Roll the dough up into a flatten circle; wrap with cellophane and place in refrigerator for one hour to chill.
4 large Granny Smith apples (washed, peeled and sliced in small sections)
Note: This variety of apple is perfect for baking as they are tart & sweet and keep a soft, slightly firm texture.
1/2 fresh lemon
1 1/2 tsp. ground cinnamon
1 tsp. ground nutmeg
1/2 to 3/4 tsp. ground cardamom
2 tbsp. unbleached raw organic sugar
1 tbsp. dark brown sugar
1 – 1 1/2 tsp. raw organic local honey
Once you peeled, cored and sliced the apples, place them in a large bowl and squeeze some fresh lemon juice on them and mix to coat well (this prevents browning and retains their flavor.)
Add in the spices and sugars and mix well until all slices are coated evenly. Add the honey and mix evenly to coat well. Set aside covered with plastic wrap.
Remove the crust dough from the refrigerator and place a large sheet of parchment on the counter and dust with some of the gluten-free flour.
Flour a rolling-pin and begin to gently roll the dough out on to the parchment. This dough will crumble and break very easily, roll and patch areas as you go until you get the desired thickness (about 1/4 inch or so.)
Place the parchment with the rolled dough on to a large baking sheet and trim the parchment paper to fit.
Place the apple slice mixture into the middle of the dough, leaving a good 2 -2 1/2 inches all the way around. Arrange the apple slices evenly and slowly lift the parchment to fold the dough up and over the apple slices (you can patch sections as needed.)
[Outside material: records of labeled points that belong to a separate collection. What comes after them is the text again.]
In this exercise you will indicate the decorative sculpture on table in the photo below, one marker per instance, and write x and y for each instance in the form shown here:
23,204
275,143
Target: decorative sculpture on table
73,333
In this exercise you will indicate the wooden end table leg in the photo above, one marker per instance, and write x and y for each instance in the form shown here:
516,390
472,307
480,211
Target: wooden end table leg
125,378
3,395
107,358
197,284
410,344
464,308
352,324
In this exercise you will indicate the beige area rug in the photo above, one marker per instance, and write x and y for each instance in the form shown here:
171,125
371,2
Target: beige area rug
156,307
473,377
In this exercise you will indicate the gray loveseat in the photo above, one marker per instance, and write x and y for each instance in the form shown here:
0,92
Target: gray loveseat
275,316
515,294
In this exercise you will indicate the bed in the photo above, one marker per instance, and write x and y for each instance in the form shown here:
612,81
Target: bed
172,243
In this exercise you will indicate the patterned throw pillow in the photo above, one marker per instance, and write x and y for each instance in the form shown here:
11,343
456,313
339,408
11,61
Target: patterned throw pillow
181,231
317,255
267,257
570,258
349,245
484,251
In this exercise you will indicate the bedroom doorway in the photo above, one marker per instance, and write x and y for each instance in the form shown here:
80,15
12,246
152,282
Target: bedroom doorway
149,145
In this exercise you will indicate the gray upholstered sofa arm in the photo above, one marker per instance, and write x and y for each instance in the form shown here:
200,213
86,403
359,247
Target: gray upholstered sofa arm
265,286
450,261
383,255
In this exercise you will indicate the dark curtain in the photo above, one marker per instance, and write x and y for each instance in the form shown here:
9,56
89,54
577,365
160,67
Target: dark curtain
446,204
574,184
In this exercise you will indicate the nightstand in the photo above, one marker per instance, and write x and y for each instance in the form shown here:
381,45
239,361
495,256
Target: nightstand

Note: I found this lovely image for Red Delicious apple rosettes so I recreated them (a few to top my galette) and I was very impressed how pretty and simple they were.
Slice a washed Red Delicious apple (skin on with a mandoline slicer; please use extreme caution as the blades are super sharp. I always use the protective food item holder, NEVER bare-handed.)
Once you have thin slices, place on a plate and microwave for about 45 seconds to one minute; remove and cool slightly. Curl the softened strips around each other to form little rosettes (be sure the red skin side is up.)
I love this idea as I wholeheartedly believe food should not only taste wonderful but be visually stunning too. This is a great way to visually surprise your famiglia and friends when serving this apple galette or your favorite holiday apple pie.
Once the dough is completely folded into the slices, brush the edges of the dough with water or egg white wash and sprinkle generously with more raw sugar.
Place in a preheated 385 degree fahrenheit oven on the middle rack. Cover the top loosely with foil; let bake for about 45 minutes or so.
Remove the foil and continue to bake for 10-15 minutes, or until apples are soft and tender. Remove from oven and let cool before cutting into the finished galette. Serve warm or chilled, follow your personal preference.
Note: Remember this crust results in a very crumbly texture so do not worry if it falls apart upon cutting to serve. Me and my famiglia rather enjoyed digging in to this galette right on it’s baking tray and eating this lovely sweet treat and messing it up as we went.